12 commentaires sur “De la nécessité de réglementer l’exploration du gaz de bullschiste

  1. SIMPLEMENT ABERRANT !

    « Nés pour un p’tit pain… » ont dit d’eux-mêmes les Québécois pure-laine, des décennies durant.

    Maintenant qu’ils ont progressé, se sont rendu compte de leur potentiel socio-économique et ont vu certaines de leurs réalisations techniques et culturelles et leur savoir-faire juridique acclamés dans le monde, les Québécois se verraient soudainement ramenés au rôle de semi-colonisés par le couple conservateur Charest-Normandeau avec un projet qui ne serait profitable que pour l’entreprise gazière, polluante et dangereuse ?

    Non ! Non ! Et non !

    Rejeter le projet d’exploration sous-marine dans l’estuaire du Saint-Laurent, cher couple, ne fera pas oublier les dangers liés à l’exploration gazière dans le sous-sol du territoire agricole le plus fertile du Québec et risquer par le fait même de polluer la nappe phréatique servant à irriguer ce riche territoire agricole, sur lequel une majorité de Québécois compte pour se nourrir. Ce serait se tirer dans les deux pieds…

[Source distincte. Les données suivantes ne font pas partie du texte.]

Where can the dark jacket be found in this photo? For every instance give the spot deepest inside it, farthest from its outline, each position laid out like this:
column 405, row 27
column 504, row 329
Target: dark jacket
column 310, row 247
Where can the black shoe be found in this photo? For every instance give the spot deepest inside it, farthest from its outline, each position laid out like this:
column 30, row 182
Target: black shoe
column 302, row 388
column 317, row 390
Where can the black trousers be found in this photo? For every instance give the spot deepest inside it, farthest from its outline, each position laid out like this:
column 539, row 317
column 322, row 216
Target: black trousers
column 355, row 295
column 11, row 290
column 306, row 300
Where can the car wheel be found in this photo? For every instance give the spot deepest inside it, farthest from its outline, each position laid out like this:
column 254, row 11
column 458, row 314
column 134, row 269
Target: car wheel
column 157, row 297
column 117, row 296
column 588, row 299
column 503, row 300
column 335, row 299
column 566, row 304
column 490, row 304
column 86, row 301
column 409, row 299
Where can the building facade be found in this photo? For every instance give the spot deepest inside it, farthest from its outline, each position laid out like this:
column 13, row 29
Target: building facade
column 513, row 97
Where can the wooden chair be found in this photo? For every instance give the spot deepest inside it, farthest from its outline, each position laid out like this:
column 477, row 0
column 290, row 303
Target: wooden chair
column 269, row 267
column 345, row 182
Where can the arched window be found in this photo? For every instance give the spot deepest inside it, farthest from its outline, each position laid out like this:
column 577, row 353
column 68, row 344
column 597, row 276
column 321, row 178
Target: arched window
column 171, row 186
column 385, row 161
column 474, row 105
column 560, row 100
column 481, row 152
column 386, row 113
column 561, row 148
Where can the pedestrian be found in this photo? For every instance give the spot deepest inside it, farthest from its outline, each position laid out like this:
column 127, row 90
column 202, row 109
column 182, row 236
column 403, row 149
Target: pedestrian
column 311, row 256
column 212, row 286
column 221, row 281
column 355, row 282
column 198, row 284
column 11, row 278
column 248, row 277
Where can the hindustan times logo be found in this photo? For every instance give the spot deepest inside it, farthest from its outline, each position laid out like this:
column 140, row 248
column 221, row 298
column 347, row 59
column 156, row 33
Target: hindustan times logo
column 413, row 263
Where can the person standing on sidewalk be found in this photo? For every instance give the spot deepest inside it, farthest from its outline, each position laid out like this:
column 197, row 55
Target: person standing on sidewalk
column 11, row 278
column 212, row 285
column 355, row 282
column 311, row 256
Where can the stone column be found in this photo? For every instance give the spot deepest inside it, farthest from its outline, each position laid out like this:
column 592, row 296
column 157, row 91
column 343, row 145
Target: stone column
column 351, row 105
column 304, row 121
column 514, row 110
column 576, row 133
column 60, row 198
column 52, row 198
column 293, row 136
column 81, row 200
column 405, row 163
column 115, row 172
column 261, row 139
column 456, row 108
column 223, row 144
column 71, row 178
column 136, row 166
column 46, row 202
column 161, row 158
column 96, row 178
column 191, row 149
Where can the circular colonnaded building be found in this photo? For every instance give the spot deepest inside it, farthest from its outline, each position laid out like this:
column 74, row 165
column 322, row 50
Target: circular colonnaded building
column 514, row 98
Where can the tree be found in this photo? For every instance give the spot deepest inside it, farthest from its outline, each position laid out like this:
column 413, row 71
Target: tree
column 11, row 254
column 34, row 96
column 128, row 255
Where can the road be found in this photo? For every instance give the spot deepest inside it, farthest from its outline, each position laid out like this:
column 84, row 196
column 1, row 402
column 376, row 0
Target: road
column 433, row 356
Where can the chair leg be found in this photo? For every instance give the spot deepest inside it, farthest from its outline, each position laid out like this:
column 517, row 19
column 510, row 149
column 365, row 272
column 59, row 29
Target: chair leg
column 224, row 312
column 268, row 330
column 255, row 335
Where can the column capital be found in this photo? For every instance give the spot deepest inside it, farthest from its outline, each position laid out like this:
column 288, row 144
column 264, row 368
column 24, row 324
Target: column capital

    Quand c’est l’$$$ qui s’est approprié le pouvoir décisionnel, il faut y mettre le holà et exiger toute l’information nécessaire et les études socio-économiques, techniques et scientifiques permettant de prendre des décisions sensées, censées enrichir la population d’abord, pas une minorité de milliardaires. Déjà que le projet écologique de production énergétique par éoliennes est critiqué pour avoir favorisé l’entreprise privée, ontarienne et autre, plutôt qu’avoir permis un développement étatisé de cette ressource, comme Hydro-Québec. Nous faudra-t-il user de génétique québécoise pour nous créer un autre René Lévesque, afin que nous soyons à l’abri des colonisateurs pour au moins une autre génération ?

  2. Scuzez, c’est ici que je voulais mon commentaire.

    Vérité et mensonges.

    « …le cas d’une fermière de Leclercville, dont les équipes d’exploration ont dynamité son champs 3 fois sans même lui en demander l’autorisation. »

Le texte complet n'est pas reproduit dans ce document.